From 1995 to 1998, Schälerbau Berlin carried out the complete renovation of the bridge for around 6.1 million marks on behalf of the Senate Department for Building and Housing. This was necessary because the old bridge only had one lane, which regulated traffic with a signal system and thus severely restricted the only connection to Kohlhasenbrück, Steinstücke and Potsdam .
The Alsen Bridge is constructed as a girder bridge and a steel bridge , each with a directional lane for road traffic, a footpath and a cycle path. The appearance of the new bridge was based on the old bridge, with the railing with the cast-iron street lamps ( hamburgers ) being taken over. The bridge piers of the old bridge were revised and also used as far as possible for the new bridge.
The roadway of the new bridge is 7.00 meters wide. Sidewalks, including the cyclists' and protective strips, were each laid out 4.10 meters wide. The bridge parts, consisting of six individual parts with a total weight of 151.0 tons, were manufactured in Frankfurt / Oder and transported to the bridge construction site by heavy-duty transporters and assembled with two cranes at the beginning of November 1996. The eastern footpath was built later after assembling the individual parts of the roadway without obstruction to traffic.
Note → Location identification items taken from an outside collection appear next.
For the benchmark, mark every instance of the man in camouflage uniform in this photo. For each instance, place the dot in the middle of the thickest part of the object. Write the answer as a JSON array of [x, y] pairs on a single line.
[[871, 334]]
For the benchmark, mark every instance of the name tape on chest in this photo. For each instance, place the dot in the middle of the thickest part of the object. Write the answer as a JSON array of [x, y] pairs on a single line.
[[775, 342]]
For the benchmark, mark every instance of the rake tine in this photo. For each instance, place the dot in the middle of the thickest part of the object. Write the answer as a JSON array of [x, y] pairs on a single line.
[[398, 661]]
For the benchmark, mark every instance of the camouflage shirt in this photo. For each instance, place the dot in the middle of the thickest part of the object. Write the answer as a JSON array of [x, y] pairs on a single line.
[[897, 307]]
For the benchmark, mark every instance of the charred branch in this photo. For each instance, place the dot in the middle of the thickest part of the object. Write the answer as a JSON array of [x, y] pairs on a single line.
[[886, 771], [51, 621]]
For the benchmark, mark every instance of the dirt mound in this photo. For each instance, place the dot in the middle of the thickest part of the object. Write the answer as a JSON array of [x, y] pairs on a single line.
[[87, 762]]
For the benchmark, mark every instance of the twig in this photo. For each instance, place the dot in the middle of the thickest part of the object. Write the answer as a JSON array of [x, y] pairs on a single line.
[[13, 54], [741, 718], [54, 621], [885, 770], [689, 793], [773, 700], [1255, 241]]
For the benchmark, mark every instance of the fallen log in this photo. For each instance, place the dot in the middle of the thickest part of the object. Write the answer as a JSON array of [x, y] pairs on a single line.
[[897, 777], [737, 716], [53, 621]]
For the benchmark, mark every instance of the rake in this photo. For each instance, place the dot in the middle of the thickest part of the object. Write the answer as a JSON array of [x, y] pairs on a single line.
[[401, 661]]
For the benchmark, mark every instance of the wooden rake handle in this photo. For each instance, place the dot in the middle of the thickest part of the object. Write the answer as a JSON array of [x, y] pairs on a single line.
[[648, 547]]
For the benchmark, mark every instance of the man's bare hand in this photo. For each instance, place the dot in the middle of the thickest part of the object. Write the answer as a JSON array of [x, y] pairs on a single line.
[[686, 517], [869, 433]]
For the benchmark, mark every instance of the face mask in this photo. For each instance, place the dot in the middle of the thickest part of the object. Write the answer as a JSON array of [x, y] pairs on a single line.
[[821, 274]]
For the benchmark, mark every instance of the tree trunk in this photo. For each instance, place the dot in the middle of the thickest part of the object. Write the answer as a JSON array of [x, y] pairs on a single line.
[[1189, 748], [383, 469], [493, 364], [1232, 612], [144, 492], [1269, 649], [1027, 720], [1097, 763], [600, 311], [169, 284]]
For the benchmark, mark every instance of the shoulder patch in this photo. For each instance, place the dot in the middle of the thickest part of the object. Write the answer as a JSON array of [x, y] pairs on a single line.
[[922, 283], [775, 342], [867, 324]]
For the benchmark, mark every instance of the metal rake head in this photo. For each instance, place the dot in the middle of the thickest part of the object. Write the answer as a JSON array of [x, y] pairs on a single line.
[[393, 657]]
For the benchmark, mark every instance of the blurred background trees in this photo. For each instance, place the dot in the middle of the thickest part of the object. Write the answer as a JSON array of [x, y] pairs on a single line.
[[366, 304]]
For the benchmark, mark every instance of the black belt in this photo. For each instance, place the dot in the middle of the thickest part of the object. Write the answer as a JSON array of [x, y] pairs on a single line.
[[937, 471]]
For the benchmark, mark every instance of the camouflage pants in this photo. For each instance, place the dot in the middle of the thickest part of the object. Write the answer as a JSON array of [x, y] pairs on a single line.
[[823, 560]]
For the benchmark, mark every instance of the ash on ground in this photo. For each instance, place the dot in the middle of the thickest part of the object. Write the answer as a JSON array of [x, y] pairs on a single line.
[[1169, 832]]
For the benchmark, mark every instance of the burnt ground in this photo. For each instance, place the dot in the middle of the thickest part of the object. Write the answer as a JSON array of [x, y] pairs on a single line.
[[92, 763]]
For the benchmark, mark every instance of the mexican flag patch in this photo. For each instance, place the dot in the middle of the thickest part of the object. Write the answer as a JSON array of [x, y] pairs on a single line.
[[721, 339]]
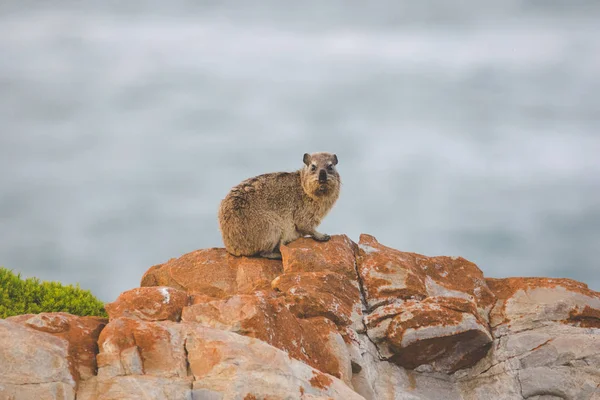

The Alsenbrücke was named after the Alsen colony , which connected it to the former Neubabelsberg colony .
Web links
- Senate Department for the Environment, Transport and Climate Protection ÜberBücken: Bridge Construction 1990–1999 , accessed on October 28, 2018.
- Alsenbrücke (Berlin-Wannsee) at brueckenweb.de, accessed on February 7, 2019.
- Schälerbau Berlin: Alsenbrücke construction project, accessed on February 7, 2019.